- Twin Lakes Location within California Twin Lakes Location within the United States
- Coordinates: 38°9′56″N 119°19′36″W﻿ / ﻿38.16556°N 119.32667°W
- Country: United States
- State: California
- County: Mono

Area
- • Total: 5.22 sq mi (13.52 km^{2})
- • Land: 4.17 sq mi (10.80 km^{2})
- • Water: 1.05 sq mi (2.72 km^{2}) 20.1%
- Elevation: 7,090 ft (2,160 m)

Population (2020)
- • Total: 45
- • Density: 11/sq mi (4.2/km^{2})
- Time zone: UTC-8 (Pacific (PST))
- • Summer (DST): UTC-7 (PDT)
- ZIP Code: 93517 (Bridgeport)
- Area codes: 442/760
- FIPS code: 06-81048
- GNIS feature ID: 2804105

= Twin Lakes, Mono County, California =

Twin Lakes is an unincorporated community and census-designated place (CDP) in Mono County, California, United States. It is located on the east side of the Sierra Nevada, encompassing the lakes of the same name and extending north down the outlet valley of Robinson Creek. The area is part of Toiyabe National Forest and is 10 mi southwest of Bridgeport. It was first listed as a CDP for the 2020 census, with a population of 45.

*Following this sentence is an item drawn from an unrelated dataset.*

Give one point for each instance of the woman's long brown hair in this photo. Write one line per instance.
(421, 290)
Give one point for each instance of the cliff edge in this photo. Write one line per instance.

Mono Village Resort is part of the community. The resort attracts hundreds of fishermen and outdoor enthusiasts every year.

The main tourist attraction of the settlement is the two lakes known as Twin Lakes. Both of these lakes are filled with water from Robinson's Creek which flows down from the top of the mountains and ends at the Bridgeport Reservoir. Both lakes have boat access and the Upper Twin allows for water sports. The area has trailheads for many backcountry hiking trails. The settlement is on the back side of Yosemite which makes it attractive to expert backpackers and horseback tours.

==Demographics==

Twin Lakes first appeared as a census designated place in the 2020 U.S. census.

Historical population
| Census | Pop. | Note | %± |
| 2020 | 45 |  | — |
U.S. Decennial Census 2010 2020

===2020 Census===

Twin Lakes CDP (Mono County), California – Racial and ethnic composition Note: the US Census treats Hispanic/Latino as an ethnic category. This table excludes Latinos from the racial categories and assigns them to a separate category. Hispanics/Latinos may be of any race.
| Race / Ethnicity (NH = Non-Hispanic) | Pop 2020 | % 2020 |
|---|---|---|
| White alone (NH) | 40 | 88.89% |
| Black or African American alone (NH) | 0 | 0.00% |
| Native American or Alaska Native alone (NH) | 0 | 0.00% |
| Asian alone (NH) | 0 | 0.00% |
| Pacific Islander alone (NH) | 0 | 0.00% |
| Other race alone (NH) | 0 | 0.00% |
| Mixed race or Multiracial (NH) | 1 | 2.22% |
| Hispanic or Latino (any race) | 4 | 8.89% |
| Total | 45 | 100.00% |

==Education==
Twin Lakes is served by the Eastern Sierra Unified School District for grades PK-12.